It helps explain why, when Cory’s line shot in the finals went long, Palm didn’t sprint around the stadium in a celebratory victory lap. He didn’t beat his chest and shout with joy. He simply collapsed, depleted, and looked upwards, allowing Rodriguez to pull him to his feet. It might not have been the manner many imagine winning their first, long-awaited AVP, but Palm wouldn’t have it any other way.
“I didn’t think about it so much as ‘Oh I won!’ It was more of ‘Wow, I won with everything that I just went through,’” Palm said. “There’s only one possible explanation of that even happening: I believe in God, and I definitely believe that was his hand upon me going ‘Hey, you’ve gone through some stuff, but you put your love and faith in Me and we’re going to show the world how great things can be.’ That’s why, towards the end, I broke down after the match.”

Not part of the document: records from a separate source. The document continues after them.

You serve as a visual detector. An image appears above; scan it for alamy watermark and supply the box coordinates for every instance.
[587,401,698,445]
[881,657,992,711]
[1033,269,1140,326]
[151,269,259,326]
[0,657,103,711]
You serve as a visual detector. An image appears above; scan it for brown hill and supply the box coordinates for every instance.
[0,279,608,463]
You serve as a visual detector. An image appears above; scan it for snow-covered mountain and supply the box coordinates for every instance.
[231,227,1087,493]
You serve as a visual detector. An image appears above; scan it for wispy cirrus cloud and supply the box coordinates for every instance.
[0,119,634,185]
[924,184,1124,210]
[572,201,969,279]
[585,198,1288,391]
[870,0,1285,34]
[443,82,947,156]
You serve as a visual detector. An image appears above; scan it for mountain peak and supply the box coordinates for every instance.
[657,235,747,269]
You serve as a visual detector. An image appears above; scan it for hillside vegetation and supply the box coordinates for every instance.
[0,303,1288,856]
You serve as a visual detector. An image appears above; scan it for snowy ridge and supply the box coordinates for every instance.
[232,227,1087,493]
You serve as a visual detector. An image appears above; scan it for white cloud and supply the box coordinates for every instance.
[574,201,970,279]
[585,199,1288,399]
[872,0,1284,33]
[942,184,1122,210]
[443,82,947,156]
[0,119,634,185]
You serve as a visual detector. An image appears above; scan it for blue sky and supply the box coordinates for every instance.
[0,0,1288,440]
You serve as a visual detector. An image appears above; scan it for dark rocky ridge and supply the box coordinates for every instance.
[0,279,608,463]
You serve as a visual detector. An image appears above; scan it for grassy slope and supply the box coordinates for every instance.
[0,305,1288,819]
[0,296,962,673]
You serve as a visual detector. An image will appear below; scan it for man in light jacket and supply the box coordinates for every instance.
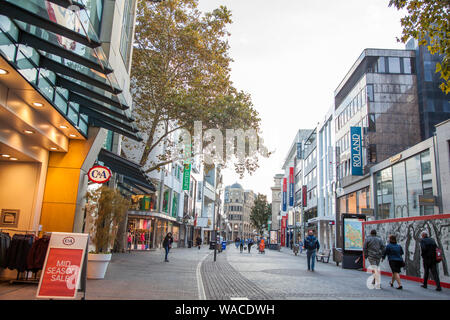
[363,229,386,289]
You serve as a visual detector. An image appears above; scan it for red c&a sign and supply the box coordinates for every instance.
[88,166,112,183]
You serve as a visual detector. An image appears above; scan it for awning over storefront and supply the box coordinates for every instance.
[98,149,156,192]
[128,210,177,222]
[0,0,142,141]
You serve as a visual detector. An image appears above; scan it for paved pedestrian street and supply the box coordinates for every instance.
[0,246,450,300]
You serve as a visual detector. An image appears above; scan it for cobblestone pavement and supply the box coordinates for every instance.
[226,247,450,300]
[0,247,211,300]
[0,246,450,300]
[201,252,272,300]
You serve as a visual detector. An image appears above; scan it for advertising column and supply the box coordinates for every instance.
[289,167,294,207]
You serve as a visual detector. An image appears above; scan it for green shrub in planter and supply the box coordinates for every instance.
[86,186,131,253]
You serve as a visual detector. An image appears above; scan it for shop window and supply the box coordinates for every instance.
[103,130,114,151]
[54,90,67,115]
[420,150,434,215]
[86,0,103,35]
[392,162,409,218]
[368,113,376,132]
[16,50,38,84]
[347,192,357,213]
[172,192,178,217]
[163,190,169,213]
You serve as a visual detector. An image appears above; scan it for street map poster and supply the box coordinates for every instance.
[344,218,366,251]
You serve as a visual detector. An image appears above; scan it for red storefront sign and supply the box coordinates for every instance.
[36,232,88,299]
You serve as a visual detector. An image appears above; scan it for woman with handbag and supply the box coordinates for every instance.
[383,235,405,290]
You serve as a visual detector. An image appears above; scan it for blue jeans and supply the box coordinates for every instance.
[306,250,316,270]
[164,247,170,260]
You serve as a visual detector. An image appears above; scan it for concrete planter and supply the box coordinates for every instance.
[87,253,112,279]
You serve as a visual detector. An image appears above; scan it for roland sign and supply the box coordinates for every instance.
[88,166,111,183]
[350,127,363,176]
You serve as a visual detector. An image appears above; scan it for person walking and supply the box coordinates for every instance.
[163,232,173,262]
[247,238,253,253]
[127,232,133,253]
[304,230,320,271]
[382,235,405,290]
[363,229,386,289]
[195,236,202,250]
[420,231,442,291]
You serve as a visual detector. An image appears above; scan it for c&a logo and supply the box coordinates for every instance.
[63,237,75,246]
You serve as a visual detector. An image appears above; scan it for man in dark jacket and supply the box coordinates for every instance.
[420,231,442,291]
[163,232,173,262]
[363,229,386,289]
[304,230,320,271]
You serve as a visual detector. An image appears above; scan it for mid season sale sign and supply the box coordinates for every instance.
[36,232,88,299]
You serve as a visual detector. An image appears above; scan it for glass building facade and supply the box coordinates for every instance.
[374,150,437,220]
[0,0,140,140]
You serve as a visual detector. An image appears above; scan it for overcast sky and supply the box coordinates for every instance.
[199,0,405,201]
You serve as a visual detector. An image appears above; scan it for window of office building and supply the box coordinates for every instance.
[375,167,394,219]
[392,162,408,218]
[86,0,103,35]
[120,0,133,66]
[367,84,374,102]
[377,57,386,73]
[406,155,422,217]
[172,192,179,217]
[375,150,434,219]
[402,58,412,74]
[388,57,400,73]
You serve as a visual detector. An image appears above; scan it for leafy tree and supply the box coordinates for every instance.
[389,0,450,94]
[124,0,268,175]
[250,193,272,234]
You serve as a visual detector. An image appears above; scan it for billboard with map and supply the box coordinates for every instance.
[344,217,366,251]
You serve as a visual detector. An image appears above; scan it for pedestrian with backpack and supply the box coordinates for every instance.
[363,229,386,289]
[383,235,405,290]
[420,231,442,291]
[304,230,320,271]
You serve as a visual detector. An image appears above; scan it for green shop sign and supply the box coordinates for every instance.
[183,163,191,191]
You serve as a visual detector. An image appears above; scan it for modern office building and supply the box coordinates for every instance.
[280,129,317,245]
[334,49,421,246]
[406,39,450,140]
[224,183,256,240]
[0,0,153,250]
[270,173,284,232]
[310,106,336,249]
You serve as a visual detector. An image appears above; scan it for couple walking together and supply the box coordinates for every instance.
[363,230,442,291]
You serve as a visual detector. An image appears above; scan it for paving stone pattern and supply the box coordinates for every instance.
[201,252,272,300]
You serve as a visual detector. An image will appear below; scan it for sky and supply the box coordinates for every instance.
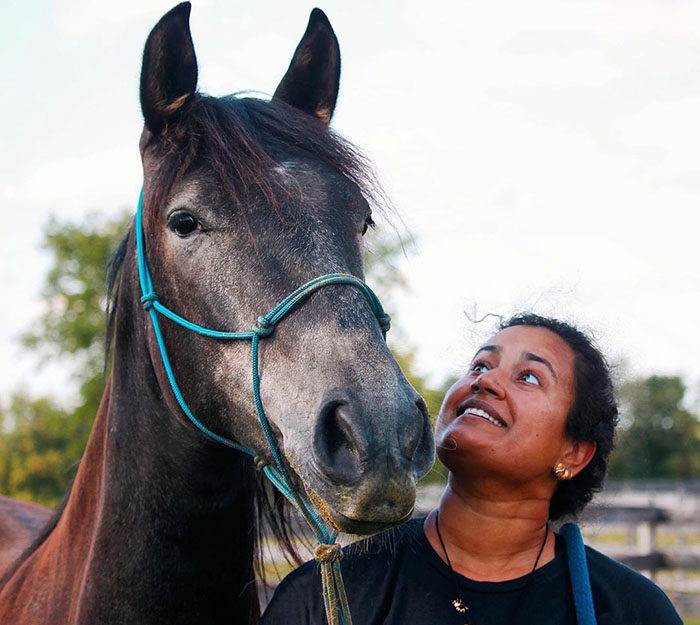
[0,0,700,404]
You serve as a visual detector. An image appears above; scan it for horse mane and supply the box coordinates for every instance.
[101,94,390,583]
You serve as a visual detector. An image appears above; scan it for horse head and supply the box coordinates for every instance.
[133,3,433,533]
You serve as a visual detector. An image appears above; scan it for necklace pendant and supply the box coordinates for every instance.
[452,598,469,614]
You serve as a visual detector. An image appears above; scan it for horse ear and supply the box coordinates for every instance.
[273,9,340,124]
[141,2,197,135]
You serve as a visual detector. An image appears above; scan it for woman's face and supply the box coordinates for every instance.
[436,326,574,482]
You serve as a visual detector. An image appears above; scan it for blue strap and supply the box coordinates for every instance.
[559,523,596,625]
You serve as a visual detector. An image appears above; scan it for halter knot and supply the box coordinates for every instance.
[377,313,391,334]
[314,543,343,563]
[253,315,275,339]
[141,291,158,310]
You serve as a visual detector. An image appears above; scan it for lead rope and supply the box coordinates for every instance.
[135,189,391,625]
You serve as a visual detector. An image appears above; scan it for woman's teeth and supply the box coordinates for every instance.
[464,408,506,428]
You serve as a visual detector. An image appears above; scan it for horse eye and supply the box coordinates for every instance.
[168,213,202,237]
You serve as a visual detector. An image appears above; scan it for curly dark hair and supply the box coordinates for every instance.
[499,313,618,521]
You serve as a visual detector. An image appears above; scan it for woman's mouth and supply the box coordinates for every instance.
[457,399,508,428]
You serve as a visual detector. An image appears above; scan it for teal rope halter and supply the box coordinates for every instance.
[135,189,391,625]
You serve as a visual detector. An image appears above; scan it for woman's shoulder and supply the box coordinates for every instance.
[586,547,682,625]
[261,519,427,625]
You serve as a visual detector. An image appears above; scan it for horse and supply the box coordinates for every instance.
[0,3,433,625]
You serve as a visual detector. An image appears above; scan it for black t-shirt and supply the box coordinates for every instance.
[261,519,682,625]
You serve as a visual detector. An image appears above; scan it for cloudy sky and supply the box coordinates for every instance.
[0,0,700,402]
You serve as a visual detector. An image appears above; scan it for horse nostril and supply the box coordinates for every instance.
[314,400,366,484]
[400,397,432,462]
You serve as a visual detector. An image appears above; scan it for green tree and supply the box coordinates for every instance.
[610,376,700,478]
[0,215,127,506]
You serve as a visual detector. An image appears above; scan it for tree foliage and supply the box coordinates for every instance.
[0,215,127,506]
[610,376,700,478]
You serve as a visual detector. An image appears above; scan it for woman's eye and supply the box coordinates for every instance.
[520,371,540,386]
[168,213,202,237]
[362,215,377,235]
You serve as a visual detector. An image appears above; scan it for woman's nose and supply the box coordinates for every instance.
[472,369,505,399]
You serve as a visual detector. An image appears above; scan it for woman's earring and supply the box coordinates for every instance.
[554,462,571,481]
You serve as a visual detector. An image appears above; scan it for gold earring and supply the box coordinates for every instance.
[554,462,571,481]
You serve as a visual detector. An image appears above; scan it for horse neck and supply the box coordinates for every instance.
[0,268,262,624]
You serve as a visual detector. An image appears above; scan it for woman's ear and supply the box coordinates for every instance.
[557,441,597,479]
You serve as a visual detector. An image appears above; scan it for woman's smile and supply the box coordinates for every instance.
[457,397,508,428]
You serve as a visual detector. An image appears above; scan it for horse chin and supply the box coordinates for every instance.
[333,507,414,536]
[306,470,416,536]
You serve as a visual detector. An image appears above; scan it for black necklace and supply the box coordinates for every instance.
[435,510,549,614]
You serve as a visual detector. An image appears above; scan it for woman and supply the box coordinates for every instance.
[262,314,681,625]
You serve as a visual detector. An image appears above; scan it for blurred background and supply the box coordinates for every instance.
[0,0,700,623]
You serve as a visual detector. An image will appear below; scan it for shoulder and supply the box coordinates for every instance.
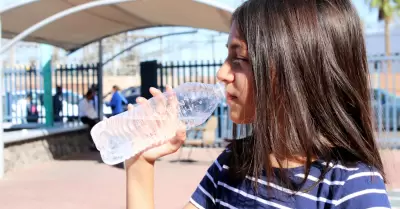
[327,162,390,208]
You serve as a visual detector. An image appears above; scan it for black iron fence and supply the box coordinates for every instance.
[2,64,99,127]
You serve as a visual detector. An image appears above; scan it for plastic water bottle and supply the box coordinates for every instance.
[91,82,225,165]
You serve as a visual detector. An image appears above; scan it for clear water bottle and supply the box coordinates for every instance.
[91,82,225,165]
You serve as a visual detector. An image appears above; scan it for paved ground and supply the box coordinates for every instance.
[0,149,400,209]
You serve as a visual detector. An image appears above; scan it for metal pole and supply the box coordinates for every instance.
[0,13,6,178]
[97,40,103,120]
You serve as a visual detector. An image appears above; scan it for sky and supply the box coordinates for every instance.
[0,0,396,64]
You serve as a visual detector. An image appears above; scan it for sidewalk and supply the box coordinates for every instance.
[0,149,222,209]
[0,149,400,209]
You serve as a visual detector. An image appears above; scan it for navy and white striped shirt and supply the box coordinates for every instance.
[190,151,390,209]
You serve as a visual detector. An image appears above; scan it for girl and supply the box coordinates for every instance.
[126,0,390,209]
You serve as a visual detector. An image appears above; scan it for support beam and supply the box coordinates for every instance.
[103,30,197,65]
[0,0,136,54]
[0,0,39,14]
[0,14,6,179]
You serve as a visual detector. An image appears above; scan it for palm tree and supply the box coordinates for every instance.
[366,0,400,71]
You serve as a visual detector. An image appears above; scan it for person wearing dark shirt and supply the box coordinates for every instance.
[53,86,63,122]
[125,0,391,209]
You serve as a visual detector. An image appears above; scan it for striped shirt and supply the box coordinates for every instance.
[190,150,390,209]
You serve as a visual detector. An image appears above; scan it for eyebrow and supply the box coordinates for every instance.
[225,43,242,50]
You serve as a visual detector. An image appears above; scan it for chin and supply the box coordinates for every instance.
[229,111,253,124]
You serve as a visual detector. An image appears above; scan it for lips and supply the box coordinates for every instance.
[226,93,237,101]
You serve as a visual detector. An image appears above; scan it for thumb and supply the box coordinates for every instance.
[171,130,186,146]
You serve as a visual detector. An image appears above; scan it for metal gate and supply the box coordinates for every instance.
[2,64,99,126]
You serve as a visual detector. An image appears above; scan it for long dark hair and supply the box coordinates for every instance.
[228,0,384,189]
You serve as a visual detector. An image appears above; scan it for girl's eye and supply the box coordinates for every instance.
[232,58,242,67]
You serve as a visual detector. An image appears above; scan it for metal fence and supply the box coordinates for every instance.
[368,55,400,148]
[2,64,99,125]
[157,55,400,148]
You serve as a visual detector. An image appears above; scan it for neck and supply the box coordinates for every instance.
[269,154,317,169]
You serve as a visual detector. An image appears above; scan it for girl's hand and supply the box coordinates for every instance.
[126,86,186,166]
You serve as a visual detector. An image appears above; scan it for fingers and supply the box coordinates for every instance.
[128,103,138,111]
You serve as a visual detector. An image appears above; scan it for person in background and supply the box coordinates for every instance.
[53,86,63,122]
[78,89,99,151]
[25,94,39,123]
[106,85,128,116]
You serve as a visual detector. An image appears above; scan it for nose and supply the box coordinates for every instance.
[217,62,235,84]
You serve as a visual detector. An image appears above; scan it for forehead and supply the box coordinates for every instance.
[226,23,247,51]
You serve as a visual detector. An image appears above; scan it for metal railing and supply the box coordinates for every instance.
[2,64,99,125]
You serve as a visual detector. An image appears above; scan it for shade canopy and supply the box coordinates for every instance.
[1,0,232,51]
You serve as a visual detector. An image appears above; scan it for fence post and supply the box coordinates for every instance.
[97,40,104,120]
[43,58,54,127]
[140,60,162,99]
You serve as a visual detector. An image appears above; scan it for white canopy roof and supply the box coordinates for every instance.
[1,0,232,51]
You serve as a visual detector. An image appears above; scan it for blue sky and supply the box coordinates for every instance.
[3,0,394,63]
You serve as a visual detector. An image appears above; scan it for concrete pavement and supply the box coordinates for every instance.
[0,148,400,209]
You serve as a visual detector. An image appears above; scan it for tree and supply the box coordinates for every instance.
[366,0,400,71]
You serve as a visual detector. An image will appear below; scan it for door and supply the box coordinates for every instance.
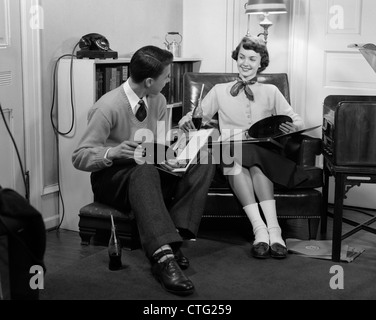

There was no breaking down for Rodriguez. No falling to the sand. He’s been here before, almost exactly four years ago, when he and Ed Ratledge danced their way to a Cinderella win in San Francisco.
“Different and the same,” Rodriguez said when comparing the two wins “Different in every way, from partners to opponents to site to I was in better shape then. Same in the way of, it’s almost like a blur how everything went. From Dave barely bearing pain Friday night to battling against really good players but at the same time, just getting out there without much of a plan and letting instincts take over. Being in the moment, as an older partner of mine [Ratledge], used to say.”
The win qualifies Palm and Rodriguez for what will be their fifth main draw of the season, in Hermosa Beach. Also qualifying for Hermosa are Dyer and Frishman, Miles Evans and Ratledge, and Cody Caldwell and Adam Roberts, who finished seventh.
“We’ve been qualifying in the main draws but we’ve been doing pretty bad,” Palm said of AVP Austin and New Orleans. “It was tough to find a rhythm but for some reason this weekend was different. It was interesting, but overall, a fun weekend.”